DENPASAR – Pelaku industri pariwisata yang menangani market Tiongkok menuding destinasi wisata di Bali diobral murah sudah terjadi sejak lama.
Kondisi ini pun berlarut dengan memunculkan permasalahan-permasalahan baru. Ketua Asosiasi Biro Perjalanan Wisata (Asita) Bali I Ketut Ardana mengatakan, permasalahan market Tiongkok sudah terjadi sejak tahun 2001 silam yang berlanjut hingga saat ini.
Praktik persaingan bisnis yang tidak sehat ini banyak macamnya, mulai dari praktik jual beli kepala, di mana travel meminta kepada guide yang mendampingi para wisman Tiongkok ini membeli tamunya per kepala. Selain itu ada juga praktik zero tour fee.
“Praktik-praktik ini memang cukup aneh. Terkait biaya murah itu sulit ditelusuri,” jelas Ardana.
Ardana menambahkan, harus ada aturan yang jelas dan tegas dari pemerintah maupun stakeholder terkait untuk mengatasi masalah ini.
Karena para pelaku bisnis sangat takut dengan aturan yang tegas. Untuk itu, perlu kerjasama yang kompak antar pelaku bisnis untuk membuat aturan.
“Paling tidak mengawali, dibuat satu aturan standar harga jual komponen produk wisata,” tuturnya.

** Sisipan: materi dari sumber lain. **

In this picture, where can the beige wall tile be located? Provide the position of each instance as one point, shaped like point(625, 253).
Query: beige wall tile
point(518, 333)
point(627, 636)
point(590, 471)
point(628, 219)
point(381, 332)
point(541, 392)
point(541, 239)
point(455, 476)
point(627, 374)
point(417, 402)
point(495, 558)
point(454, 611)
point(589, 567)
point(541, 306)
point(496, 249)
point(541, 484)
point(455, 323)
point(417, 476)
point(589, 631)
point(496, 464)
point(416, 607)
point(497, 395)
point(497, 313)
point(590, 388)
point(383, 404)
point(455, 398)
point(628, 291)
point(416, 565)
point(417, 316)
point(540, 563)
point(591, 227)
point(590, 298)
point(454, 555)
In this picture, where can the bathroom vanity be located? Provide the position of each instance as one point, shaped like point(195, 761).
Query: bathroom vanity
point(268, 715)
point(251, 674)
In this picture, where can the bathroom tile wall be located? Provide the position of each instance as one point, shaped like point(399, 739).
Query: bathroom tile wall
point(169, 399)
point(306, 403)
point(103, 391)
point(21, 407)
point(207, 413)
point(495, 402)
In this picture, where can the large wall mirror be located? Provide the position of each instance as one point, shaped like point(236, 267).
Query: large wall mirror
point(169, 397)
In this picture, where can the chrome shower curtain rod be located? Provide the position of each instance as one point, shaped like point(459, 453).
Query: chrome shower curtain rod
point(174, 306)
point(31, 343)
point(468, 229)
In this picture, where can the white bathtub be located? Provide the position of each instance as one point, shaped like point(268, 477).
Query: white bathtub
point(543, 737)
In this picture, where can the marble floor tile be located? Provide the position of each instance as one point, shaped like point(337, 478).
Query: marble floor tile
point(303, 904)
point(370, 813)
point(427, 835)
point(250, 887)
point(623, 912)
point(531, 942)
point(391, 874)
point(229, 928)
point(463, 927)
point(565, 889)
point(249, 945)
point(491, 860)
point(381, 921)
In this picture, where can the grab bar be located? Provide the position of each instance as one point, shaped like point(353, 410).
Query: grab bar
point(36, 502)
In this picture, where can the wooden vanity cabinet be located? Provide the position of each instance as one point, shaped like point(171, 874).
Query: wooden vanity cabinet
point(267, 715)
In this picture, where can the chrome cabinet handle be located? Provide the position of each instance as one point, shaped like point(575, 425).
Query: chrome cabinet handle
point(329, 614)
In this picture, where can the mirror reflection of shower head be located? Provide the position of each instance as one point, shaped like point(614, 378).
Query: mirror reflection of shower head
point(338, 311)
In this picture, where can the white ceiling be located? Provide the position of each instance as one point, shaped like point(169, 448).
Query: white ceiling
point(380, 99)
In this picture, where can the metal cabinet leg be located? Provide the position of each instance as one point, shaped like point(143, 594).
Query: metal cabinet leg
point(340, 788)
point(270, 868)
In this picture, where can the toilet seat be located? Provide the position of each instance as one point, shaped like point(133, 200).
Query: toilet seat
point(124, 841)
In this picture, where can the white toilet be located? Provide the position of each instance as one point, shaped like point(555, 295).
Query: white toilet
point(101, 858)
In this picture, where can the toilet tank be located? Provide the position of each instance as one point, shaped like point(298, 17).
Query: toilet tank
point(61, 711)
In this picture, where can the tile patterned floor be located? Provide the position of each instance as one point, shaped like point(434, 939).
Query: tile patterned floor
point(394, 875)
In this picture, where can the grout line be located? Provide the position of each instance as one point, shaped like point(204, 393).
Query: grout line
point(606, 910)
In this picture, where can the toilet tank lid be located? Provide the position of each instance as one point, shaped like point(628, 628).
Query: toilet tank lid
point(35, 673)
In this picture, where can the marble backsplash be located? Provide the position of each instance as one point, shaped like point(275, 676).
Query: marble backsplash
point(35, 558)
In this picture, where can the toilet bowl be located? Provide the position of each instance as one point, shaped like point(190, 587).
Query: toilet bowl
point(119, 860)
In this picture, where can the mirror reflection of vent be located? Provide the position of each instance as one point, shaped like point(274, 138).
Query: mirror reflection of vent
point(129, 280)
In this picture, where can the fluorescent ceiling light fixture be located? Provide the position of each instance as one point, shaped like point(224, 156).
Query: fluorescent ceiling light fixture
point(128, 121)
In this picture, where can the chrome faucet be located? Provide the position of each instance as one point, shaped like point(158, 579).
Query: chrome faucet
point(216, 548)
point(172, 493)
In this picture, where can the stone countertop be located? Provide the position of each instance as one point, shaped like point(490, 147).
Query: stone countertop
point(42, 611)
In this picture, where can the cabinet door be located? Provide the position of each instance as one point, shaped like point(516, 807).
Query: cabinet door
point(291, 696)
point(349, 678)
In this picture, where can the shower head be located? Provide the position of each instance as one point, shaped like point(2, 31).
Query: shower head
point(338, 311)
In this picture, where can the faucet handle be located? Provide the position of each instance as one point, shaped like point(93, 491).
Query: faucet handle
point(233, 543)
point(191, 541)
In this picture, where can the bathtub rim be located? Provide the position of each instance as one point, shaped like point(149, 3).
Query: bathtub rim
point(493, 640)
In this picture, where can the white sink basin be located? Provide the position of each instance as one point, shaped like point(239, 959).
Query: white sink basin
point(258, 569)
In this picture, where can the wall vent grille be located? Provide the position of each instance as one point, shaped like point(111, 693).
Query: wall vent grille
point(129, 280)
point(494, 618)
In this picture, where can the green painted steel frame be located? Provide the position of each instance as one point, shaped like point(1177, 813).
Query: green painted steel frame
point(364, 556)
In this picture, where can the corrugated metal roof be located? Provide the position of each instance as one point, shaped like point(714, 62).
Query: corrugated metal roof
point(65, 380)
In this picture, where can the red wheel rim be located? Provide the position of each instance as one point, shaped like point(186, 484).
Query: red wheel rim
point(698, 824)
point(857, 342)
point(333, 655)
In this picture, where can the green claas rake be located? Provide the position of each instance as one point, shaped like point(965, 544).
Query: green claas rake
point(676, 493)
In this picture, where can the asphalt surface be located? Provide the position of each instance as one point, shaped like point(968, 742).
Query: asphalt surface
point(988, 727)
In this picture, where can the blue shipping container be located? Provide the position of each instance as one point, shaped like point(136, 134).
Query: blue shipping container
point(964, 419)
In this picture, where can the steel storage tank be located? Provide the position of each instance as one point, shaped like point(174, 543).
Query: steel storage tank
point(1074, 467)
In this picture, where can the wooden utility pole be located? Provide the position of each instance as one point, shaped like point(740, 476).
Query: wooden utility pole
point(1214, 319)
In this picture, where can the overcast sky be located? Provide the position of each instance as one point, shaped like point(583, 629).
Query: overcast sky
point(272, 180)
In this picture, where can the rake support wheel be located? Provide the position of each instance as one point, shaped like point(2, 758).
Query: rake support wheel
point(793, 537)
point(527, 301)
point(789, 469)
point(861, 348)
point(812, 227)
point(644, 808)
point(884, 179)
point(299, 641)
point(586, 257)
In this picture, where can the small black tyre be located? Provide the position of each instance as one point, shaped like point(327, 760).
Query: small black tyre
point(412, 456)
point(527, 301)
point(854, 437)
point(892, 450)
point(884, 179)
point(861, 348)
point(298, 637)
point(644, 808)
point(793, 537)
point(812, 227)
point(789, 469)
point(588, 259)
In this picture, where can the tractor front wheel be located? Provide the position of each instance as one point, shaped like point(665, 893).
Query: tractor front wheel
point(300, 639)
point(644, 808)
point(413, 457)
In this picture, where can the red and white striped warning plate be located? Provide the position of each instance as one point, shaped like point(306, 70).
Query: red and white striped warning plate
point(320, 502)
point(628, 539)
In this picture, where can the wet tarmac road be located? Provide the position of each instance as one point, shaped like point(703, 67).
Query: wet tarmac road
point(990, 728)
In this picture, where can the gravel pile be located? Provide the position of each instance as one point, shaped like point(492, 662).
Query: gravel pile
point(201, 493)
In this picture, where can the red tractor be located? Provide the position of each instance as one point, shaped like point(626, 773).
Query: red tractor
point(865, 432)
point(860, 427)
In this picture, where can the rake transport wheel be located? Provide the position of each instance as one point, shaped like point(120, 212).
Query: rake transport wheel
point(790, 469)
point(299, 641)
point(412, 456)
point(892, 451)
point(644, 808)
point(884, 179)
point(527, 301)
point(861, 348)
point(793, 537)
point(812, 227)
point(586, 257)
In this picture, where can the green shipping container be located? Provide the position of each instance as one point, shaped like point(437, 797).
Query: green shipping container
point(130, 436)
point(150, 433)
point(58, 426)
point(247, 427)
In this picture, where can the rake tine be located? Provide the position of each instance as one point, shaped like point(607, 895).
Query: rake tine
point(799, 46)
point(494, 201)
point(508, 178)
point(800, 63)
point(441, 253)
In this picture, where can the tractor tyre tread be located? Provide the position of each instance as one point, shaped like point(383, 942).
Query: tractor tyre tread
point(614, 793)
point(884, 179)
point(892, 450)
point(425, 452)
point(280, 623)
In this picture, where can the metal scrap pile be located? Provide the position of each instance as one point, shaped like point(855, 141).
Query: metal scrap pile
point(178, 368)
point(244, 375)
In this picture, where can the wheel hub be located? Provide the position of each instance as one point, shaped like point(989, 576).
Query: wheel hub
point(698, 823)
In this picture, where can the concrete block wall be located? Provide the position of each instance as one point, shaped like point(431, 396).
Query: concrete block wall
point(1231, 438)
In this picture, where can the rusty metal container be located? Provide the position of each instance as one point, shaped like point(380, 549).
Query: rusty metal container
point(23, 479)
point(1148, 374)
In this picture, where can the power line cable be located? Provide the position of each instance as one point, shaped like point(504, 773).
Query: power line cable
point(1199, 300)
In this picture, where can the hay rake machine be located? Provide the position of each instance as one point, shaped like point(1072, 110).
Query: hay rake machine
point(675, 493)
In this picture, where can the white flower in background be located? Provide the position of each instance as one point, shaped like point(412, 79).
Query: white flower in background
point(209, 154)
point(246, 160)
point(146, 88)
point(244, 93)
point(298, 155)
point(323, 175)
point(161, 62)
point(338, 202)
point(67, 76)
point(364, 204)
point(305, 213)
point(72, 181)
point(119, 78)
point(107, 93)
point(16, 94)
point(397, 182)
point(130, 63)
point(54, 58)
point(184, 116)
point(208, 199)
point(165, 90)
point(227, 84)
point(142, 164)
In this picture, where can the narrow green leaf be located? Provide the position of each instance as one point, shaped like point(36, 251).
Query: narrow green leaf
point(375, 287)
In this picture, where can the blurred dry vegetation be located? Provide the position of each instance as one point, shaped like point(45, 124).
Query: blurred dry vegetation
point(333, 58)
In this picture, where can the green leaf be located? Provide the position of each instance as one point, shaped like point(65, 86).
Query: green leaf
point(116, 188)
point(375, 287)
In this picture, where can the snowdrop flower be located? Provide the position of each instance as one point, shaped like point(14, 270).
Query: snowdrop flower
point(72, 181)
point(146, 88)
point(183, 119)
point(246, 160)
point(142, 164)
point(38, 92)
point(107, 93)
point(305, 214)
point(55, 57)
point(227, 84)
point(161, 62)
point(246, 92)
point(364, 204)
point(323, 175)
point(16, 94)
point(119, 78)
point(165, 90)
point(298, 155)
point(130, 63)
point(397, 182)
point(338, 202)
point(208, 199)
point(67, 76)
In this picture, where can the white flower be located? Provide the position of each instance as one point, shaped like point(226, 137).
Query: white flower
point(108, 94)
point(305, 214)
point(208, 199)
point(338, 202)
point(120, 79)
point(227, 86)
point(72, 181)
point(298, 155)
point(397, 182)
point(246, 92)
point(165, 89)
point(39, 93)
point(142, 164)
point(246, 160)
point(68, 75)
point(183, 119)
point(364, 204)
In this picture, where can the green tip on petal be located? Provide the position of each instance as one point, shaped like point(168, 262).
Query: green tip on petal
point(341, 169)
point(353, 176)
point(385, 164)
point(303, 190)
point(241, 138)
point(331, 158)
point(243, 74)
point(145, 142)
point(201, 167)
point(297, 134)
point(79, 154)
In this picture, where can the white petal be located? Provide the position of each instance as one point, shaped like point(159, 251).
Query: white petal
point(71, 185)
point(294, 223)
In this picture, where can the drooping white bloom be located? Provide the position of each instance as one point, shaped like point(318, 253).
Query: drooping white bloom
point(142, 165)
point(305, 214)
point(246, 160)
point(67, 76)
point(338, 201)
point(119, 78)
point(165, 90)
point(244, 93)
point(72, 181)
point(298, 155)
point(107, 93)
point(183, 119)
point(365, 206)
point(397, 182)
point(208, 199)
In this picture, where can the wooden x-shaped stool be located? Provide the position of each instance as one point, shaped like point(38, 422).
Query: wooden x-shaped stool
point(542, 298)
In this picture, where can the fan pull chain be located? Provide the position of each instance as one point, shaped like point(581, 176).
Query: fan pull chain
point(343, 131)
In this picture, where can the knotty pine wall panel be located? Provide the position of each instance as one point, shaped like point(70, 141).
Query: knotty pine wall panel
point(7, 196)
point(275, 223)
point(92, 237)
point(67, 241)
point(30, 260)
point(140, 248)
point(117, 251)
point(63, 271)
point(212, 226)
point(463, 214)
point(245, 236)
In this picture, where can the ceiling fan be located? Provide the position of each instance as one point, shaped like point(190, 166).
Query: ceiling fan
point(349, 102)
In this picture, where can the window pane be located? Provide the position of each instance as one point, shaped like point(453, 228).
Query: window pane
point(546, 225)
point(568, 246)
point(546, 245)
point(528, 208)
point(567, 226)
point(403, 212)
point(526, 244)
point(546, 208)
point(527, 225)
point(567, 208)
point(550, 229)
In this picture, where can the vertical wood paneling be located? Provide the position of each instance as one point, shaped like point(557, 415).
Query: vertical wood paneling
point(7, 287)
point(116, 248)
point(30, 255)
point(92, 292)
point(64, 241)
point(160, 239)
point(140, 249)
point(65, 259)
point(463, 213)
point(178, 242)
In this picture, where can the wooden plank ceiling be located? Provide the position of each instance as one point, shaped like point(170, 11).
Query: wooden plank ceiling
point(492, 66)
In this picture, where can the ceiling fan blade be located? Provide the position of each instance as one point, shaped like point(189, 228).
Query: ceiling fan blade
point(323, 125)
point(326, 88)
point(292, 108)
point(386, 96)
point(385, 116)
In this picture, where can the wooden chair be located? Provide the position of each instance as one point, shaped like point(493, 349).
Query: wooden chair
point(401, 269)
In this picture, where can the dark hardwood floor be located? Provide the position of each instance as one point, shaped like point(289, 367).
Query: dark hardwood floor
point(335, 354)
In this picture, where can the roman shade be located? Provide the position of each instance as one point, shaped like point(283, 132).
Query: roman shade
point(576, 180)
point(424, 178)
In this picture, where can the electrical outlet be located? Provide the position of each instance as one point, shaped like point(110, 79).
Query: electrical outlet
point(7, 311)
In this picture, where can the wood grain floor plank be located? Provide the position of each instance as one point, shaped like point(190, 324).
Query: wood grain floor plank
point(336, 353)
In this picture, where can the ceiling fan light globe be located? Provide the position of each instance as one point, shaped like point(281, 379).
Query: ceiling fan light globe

Kunjungan wisman Tiongkok ke Bali merupakan yang tertinggi sejak beberapa tahun terakhir. Bahkan telah menggeser kunjungan wisman asal Australia yang dulunya selalu memimpin kunjungan tertinggi.
Data Dinas Pariwisata Provinsi Bali mencatat, kunjungan wisman Tiongkok tahun 2017 lalu mencapai 1,3 juta lebih, naik 39 persen dari tahun 2016
yang mencapai 990.771 orang. Sementara kunjungan sepanjang tahun 2018 hingga bulan Agustus mencapai 961.802 orang.